The Computer Security Community’s Online Discussion of the Situation
With millions of computer systems being targeted all across the globe, the question of why there has been such a sudden and definitively noticeable increase in the number of malicious email attachments being sent out is one question that no one really seems to have an answer to.
This does not, however, mean that this question is not being thoroughly researched and widely debated. In fact, there have been many attempts within the online computer security community to hash out this question, in order to come to some kind of viable conclusion; a range of various hypotheses have even been raised, but as of yet, it seems that there is no concrete answers.
The amount of work and effort that it takes to pull off such a massive scale assault of infected spammed out email attachments, is not minimal or insignificant; in fact, just the toil and labor required to create and design the email messages – the templates themselves – not to mention the overall themes of the scam, is quite involved, and this factuality led Commtouch to remark upon the topic in question by addressing the issue of the payoff for this huge spam scam, asking what is the payoff and where is it coming from?
Nobody seems to know; this question seems to be yet another of this story’s problematic queries without an obvious answer. Though they were clear on the point that they cannot be certain of any one, concrete answer, Commtouch willingly conjectured that the cyber-criminals behind these malicious attachments may plan to utilize the malware infections to increase the number of bots, available on the Web, to force spammed out emails or ‘Denial of Service Attacks (DDoS)’. With this said, though, Commtouch also remarked that as plausible as this kind of payoff motivation may be, there have not been any reports regarding spam or DDoS that support this hypothesis.

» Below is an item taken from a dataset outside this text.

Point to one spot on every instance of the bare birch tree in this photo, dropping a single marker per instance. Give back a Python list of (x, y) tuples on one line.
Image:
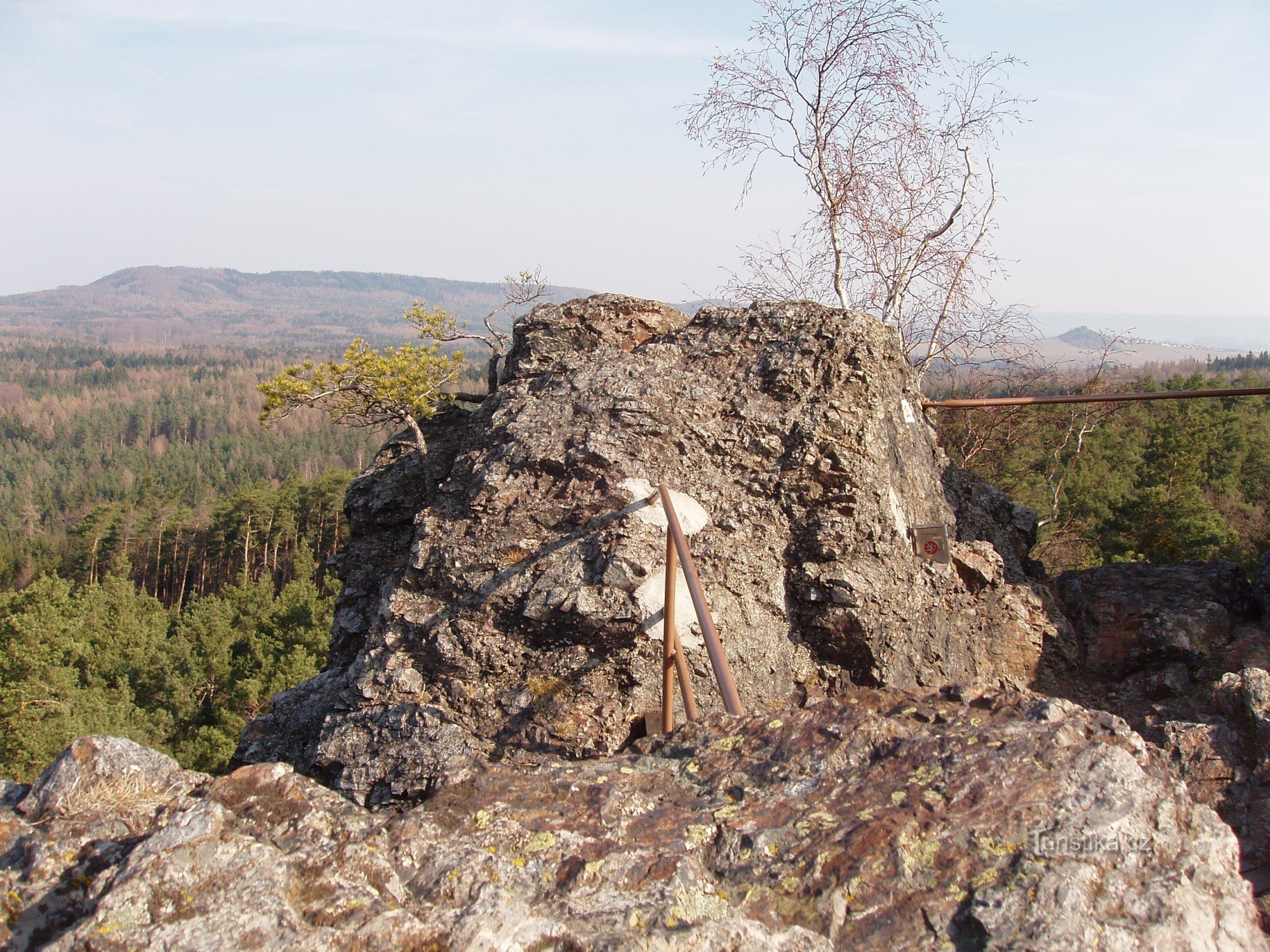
[(893, 138)]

Additionally, Commtouch also named authentication theft scams – such as those often employed to utilize various social networking accounts, messenger, or email – or financial fraud, of some kind, as other possible payoff schemes, but as is true of Commtouch’s previous theory about increasing the number of online bots available to aid with spam and/or DDoS, the security company also stated that no outside data provides any evidence attesting to irregular reports for these particular brands of cyber-crime.
Commtouch concluded their statements about this massive outbreak of malicious spammed out email attachments by noting that the company will continue to track the situation, provide the online cyber community with pertinent information about any updates or changes, and will keep the users up-to-date all throughout.
What the average computer user is left with, then, are some disturbing questions with no available answers; in a word, they are left with the unknown. For now, the online security industry is doing its best to keep its consumers informed, and ESG’s security analysts are strongly recommending that all users remain vigilant and wary against any kind of random or unknown email attachments. In addition, as always, it is also imperative to keep all security software, operating system software, as well as any other similar, vital system software updated and in check.